Social Networking Provides 'Near Sensing' for Risk Analysis
Insurance Experts' Forum, September 9, 2011
Willis Re, one of the world's largest reinsurance providers, makes it its business to understand risk from all angles. In a new post, Jesse Stanchak spoke with Nigel Davis, executive director of product development at Willis Re, who described how geographic/geospatial information systems (GIS) and social media were converging to provide insurers a more 360-degree view of what may be happening on the ground with policyholders.
Davis described his company's employment of GIS, which includes desktop analysis tools, server applications, mobile/Web browsers, 3D viewers and more. “GIS is at the very heart of our work,” he says. “Many of the problems that we are trying to solve in insurance are spatial ones, e.g., 'Which Japanese properties fell within the recent tsunami inundation zone?'”

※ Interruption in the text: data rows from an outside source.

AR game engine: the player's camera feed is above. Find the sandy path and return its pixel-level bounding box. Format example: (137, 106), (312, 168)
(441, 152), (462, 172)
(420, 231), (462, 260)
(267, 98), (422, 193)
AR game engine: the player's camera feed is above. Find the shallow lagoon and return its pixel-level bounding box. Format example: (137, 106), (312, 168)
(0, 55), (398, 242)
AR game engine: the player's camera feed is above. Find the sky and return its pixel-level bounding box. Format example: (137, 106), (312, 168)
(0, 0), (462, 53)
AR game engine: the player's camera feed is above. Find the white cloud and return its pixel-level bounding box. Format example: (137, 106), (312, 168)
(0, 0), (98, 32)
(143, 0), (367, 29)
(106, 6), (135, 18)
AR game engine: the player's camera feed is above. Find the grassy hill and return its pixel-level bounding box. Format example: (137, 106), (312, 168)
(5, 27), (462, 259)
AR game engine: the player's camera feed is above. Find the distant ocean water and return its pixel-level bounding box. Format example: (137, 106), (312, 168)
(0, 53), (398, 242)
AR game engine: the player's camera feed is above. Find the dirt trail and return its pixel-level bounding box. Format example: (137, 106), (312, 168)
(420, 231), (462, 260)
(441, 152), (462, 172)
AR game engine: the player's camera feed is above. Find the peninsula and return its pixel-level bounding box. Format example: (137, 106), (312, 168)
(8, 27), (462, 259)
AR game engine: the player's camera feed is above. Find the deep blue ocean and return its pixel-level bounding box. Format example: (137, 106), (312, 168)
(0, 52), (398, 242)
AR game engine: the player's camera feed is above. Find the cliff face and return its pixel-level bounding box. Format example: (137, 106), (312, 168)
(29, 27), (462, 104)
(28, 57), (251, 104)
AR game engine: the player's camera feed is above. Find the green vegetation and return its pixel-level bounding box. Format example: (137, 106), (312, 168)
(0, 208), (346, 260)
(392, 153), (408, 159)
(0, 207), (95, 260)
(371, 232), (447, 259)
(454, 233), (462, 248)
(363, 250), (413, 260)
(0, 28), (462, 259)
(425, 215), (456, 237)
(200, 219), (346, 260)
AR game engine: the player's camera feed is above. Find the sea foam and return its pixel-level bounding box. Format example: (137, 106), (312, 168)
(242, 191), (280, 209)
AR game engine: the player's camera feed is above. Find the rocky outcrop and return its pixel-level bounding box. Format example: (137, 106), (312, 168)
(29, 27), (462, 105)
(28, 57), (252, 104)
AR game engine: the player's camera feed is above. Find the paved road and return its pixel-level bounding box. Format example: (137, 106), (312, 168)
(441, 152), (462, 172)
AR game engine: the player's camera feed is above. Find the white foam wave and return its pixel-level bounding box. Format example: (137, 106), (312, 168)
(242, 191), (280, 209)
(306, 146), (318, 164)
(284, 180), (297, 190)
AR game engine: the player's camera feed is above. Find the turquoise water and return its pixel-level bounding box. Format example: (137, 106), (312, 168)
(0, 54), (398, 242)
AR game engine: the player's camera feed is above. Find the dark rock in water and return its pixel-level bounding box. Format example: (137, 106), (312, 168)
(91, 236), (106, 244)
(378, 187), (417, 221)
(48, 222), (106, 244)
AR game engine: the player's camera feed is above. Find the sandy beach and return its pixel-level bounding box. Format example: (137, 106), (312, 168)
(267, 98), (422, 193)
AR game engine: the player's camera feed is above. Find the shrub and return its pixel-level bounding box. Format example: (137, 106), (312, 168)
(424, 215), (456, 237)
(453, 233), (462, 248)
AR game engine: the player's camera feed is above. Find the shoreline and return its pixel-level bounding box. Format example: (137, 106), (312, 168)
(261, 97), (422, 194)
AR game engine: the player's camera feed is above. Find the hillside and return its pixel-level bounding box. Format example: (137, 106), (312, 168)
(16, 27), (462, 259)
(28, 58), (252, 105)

GIS is a key part of efforts to expand the insurance industry’s knowledge of the world's issues. Willis launched the Willis Research Network, a collaboration of more than 50 universities and public science organizations, to develop better risk models for major events.
According to Davis, there is a strong social media element to Willis' GIS approach as well: “Social media allows us to find pictures, videos and text during or after an event, and this might give an insurer a better understanding of the actual local conditions. If imagery from satellites and planes is called 'remote sensing,' we might think of this as 'near sensing' or perhaps 'community sensing.'”
While Davis adds that Willis is still in the exploratory stages of fitting social media data into an overall GIS picture, this channel adds a new dimension to risk management.
Joe McKendrick is an author, consultant, blogger and frequent INN contributor specializing in information technology.